One of the most interesting concepts in SystemC TLM-2.0 is the concept of Direct Memory Interface (DMI). I remember when Mentor Graphics introduced Seamless back in the mid-1990's. Many users were impressed with how fast it could run embedded software.
Of course, things have changed a lot in the last fifteen years, but many of the principles of simulation performance are still the same as what I wrote in my now ancient book published in 2004. The biggest impact has been the advancement in processor model performance based on code morphing combined with just-in-time (JIT) compilation to map the target CPU instructions into the instruction set of the host computer. Even though processor models are a lot better, the options to run faster haven't changed.

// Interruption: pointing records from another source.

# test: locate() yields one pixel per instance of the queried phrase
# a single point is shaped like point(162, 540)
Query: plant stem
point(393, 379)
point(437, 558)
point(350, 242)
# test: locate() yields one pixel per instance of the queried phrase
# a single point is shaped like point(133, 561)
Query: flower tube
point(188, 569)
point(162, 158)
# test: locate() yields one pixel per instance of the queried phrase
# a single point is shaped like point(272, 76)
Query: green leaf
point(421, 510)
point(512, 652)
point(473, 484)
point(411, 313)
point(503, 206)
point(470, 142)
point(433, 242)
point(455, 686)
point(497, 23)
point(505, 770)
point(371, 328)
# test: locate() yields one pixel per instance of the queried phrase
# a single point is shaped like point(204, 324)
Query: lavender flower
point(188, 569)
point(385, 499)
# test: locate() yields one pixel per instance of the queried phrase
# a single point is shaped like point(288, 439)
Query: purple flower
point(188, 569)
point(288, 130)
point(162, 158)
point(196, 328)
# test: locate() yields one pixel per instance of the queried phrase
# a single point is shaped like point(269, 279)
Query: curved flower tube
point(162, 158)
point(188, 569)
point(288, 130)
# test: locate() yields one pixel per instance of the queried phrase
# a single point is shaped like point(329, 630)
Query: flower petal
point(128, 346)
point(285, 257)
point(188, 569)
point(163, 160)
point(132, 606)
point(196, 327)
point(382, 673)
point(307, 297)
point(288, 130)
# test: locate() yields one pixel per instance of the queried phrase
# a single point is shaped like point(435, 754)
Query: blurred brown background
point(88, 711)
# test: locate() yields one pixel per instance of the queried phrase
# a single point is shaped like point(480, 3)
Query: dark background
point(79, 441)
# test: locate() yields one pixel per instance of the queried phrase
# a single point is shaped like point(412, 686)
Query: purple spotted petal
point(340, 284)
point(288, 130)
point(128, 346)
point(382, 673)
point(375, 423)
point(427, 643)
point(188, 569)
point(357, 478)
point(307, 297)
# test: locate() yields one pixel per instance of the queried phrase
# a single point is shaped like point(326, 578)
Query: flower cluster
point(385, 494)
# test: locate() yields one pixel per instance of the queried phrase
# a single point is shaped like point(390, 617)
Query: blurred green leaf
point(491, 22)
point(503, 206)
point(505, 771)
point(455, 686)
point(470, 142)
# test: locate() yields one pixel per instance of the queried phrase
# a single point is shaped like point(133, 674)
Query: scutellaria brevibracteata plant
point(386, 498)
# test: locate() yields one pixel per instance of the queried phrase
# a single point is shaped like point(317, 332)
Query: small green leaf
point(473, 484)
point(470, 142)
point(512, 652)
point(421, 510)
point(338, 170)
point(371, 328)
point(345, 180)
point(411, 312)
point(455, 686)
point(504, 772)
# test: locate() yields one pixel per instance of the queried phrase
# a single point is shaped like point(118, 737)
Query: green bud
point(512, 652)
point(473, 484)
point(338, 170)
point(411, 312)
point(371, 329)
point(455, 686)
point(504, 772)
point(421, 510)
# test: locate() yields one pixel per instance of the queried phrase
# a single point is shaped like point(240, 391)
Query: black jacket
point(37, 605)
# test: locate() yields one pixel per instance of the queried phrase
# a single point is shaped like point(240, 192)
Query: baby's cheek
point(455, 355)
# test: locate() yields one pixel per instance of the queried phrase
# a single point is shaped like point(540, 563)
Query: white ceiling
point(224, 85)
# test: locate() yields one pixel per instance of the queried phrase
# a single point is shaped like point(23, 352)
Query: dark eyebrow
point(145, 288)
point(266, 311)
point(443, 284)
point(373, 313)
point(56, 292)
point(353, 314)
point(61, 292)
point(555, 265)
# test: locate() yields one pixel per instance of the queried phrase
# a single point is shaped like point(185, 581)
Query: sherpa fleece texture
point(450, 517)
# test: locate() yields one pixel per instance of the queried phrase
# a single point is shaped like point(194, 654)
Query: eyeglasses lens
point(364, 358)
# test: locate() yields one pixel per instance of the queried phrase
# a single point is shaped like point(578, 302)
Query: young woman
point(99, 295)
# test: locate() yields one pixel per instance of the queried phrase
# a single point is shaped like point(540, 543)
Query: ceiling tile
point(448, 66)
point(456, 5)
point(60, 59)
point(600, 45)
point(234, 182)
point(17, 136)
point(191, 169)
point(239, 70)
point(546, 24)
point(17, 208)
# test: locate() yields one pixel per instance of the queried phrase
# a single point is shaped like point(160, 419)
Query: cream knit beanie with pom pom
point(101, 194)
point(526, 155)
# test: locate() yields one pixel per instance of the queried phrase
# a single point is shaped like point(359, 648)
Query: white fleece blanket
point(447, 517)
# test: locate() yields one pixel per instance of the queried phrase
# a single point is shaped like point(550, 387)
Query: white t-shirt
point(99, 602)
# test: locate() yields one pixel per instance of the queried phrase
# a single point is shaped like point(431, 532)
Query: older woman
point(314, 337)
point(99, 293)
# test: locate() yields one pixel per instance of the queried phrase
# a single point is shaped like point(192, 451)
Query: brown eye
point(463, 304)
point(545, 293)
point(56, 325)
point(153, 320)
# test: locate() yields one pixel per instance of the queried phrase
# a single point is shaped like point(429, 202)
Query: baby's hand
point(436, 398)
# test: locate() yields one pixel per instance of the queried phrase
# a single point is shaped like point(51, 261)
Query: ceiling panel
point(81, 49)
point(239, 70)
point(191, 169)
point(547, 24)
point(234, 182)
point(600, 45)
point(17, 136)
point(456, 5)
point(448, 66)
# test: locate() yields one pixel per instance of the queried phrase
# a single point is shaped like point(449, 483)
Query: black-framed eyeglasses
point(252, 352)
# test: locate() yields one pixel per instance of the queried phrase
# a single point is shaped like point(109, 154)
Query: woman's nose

There are really only two ways to improve simulation speed:
- Improve the speed of the simulator (or other execution platform such as emulator or prototype board)
- Run less simulation
The great feature of Seamless was to simulate less by using backdoor memory accesses to skip simulation of bus transactions (the second way). Cadence Palladium is a successful example of running faster by providing a faster execution engine (the first way).
DMI used with SystemC simulation falls into the category of "run faster by simulating less". It uses direct access to memory data (via pointer dereferences) and avoids the overhead of function calls to retrieve data from memory and peripheral models. In the 1990's, co-verification tools used back door memory accesses to avoid Verilog and VHDL bus transactions. SystemC TLM-2.0 doesn't use detailed bus protocols at the signal level; it uses C++ function calls between models. On the surface, using function calls sounds pretty fast compared to using a signal-based bus model with clock, bus request, grant, address phase, data phase, etc.
One thing I find interesting is the performance advantage of using DMI. Recently, I asked members of a LinkedIn SystemC group to take a guess at the performance difference, with and without DMI, for a SystemC TLM-2.0 virtual platform booting Linux on a quad-core ARM Cortex-A15 design. Unfortunately, there were only two responses posted. One person guessed that using DMI provided a 10,000X performance improvement over no DMI. The other person guessed that the use of DMI improved performance 5X during the Linux boot and then only 2X once the boot was completed and the OS was running applications. That's quite a range of guesses! I concluded more responses are not really needed since they would all probably fall somewhere in between the two actual responses.
The table below shows the results measured using VSP.
With DMI, the simulation runs at a speed in which the simulated time is about equal to the wall clock time. Without DMI, the Linux boot takes more than two hours, even though the models are all created using loosely timed TLM-2.0 with blocking transport calls (b_transport). This makes DMI about 400X faster than using b_transport() calls. Most people I ask under estimate the advantage of DMI, and generally guess that if the simulation boots Linux in about 20 seconds with DMI, then it would take about 10 or 15 minutes with no DMI.
The reason there is such a drastic difference is that using TLM-2.0 function calls forces the CPU to break out of its blazing fast execution for all instructions that access memory. This cripples all of the effort processor model creators put into making the instruction translation so fast. It also demonstrates that even function calls take time when billions of them are required to run 2.5 billion instructions.
Of course, simulating less also has drawbacks. One difficulty of DMI is that it is so abstract there is no visibility into what is happening. In fact, DMI is pretty much invisible; you don't see anything when the simulation is running. Invisible things are hard to count and hard to analyze. I have had people tell me that simulating invisible activity is a waste of time.
This leads to the second challenge that simulations using DMI can be hard to debug. If the setup is not correct, strange things can happen.
Dynamic DMI is one way to get more visibility when needed. It provides the ability to turn DMI on and off on the fly during a simulation when more visibility is needed to understand system behavior. This way transactions can be analyzed after the Linux boot without waiting the full 2 hours. Save and restore also helps with this, but requires some help from models to work correctly.
To help with debugging, the ability to monitor DMI activity and print the DMI memory map is very useful. If the transactions which set up the DMI address ranges are not done correctly, the result can be very ugly. The end result is memory corruption that is hard to identify, and speaking from experience it's not something that I would wish on anybody.
Understanding the DMI map is also a good way to see if there are any places where DMI could be used but is not yet enabled.
Below is a screenshot of the DMI map for the Virtual Platform for the Xilinx Zynq-7000 EPP.
In summary, remember there are two ways to go faster: get a faster simulator or simulate less. Using DMI with SystemC TLM-2.0 is a great example of simulate less, and provides a big performance improvement that is usually underestimated by most engineers.
p.s. There is one more way to run faster that should not be overlooked; get a faster computer!